Western blots for the detection of amber suppression in the absence (A) and presence (B) of 3-iodo-l-tyrosine. The ras(Am) gene was introduced into CHO cells (all lanes). The wild-type E.coli TyrRS (lanes 1 in A and B) or TyrRS(V37C195) (lanes 2 in A and B) was expressed in the cells, along with the B.stearothermophilus suppressor tRNA^Tyr.

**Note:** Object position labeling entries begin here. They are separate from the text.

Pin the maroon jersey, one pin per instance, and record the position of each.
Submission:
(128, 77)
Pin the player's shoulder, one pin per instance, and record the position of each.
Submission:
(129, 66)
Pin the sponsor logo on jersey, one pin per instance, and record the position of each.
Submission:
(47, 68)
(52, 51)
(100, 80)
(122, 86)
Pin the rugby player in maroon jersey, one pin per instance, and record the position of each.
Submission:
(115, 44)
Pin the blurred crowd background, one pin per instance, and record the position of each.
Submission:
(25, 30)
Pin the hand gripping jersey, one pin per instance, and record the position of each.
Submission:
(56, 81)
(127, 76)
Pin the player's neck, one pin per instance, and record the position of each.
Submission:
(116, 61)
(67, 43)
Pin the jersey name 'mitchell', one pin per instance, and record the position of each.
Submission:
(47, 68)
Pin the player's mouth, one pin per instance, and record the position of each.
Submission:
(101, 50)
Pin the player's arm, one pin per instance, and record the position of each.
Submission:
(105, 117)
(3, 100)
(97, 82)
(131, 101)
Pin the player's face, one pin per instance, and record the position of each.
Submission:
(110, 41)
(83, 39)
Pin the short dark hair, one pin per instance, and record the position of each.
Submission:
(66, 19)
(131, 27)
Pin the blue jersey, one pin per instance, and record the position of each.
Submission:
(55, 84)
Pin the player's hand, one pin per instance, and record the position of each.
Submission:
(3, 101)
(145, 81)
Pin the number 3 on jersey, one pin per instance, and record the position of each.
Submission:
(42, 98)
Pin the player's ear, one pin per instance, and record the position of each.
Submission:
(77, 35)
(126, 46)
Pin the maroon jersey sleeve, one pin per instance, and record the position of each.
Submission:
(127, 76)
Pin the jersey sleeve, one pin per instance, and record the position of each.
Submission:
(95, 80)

The presence or absence of 3-iodo-l-tyrosine (IY) and the type of expressed TyrRS, wt for wild-type TyrRS and mut for TyrRS(V37C195), are indicated above the lanes.

Figure 6

LC-MS analyses of the ras and ras(Am) products. (A) The liquid chromatographic profiles, detected with a UV spectrometer, for the fragments from the ras(Am) products (chart a) and the ras products (chart b). (B) The mass chromatograms for the IY fragment (charts a and c) and the Y fragment (charts b and d) from the ras(Am) products (charts a and b) and the ras products (charts c and d). The Y fragment consists of residues 17–42, SALTIQLIQNHFVDEYDPTIEDSYRK, of the Ras protein. Tyr32, underlined in the sequence, was replaced by iodotyrosine in the IY fragment. (C) The tandem mass spectrum of the IY fragment. The partial sequence in the direction from the N-terminus to the C-terminus reads as Val, Asp, Glu, iodotyrosine and Asp in that order.

Figure 7

Western blots for detection of inducible amber suppression for 3-iodo-l-tyrosine incorporation into Ras protein. The ras(Am) gene was introduced into CHO-Y cells, together with the Bacillus suppressor tRNA^Tyr gene (lanes 1–3). Tetracycline was added to the growth medium, in the presence (lane 1) or the absence (lane 2) of 3-iodo-l-tyrosine, or neither was added to the medium (lane 3).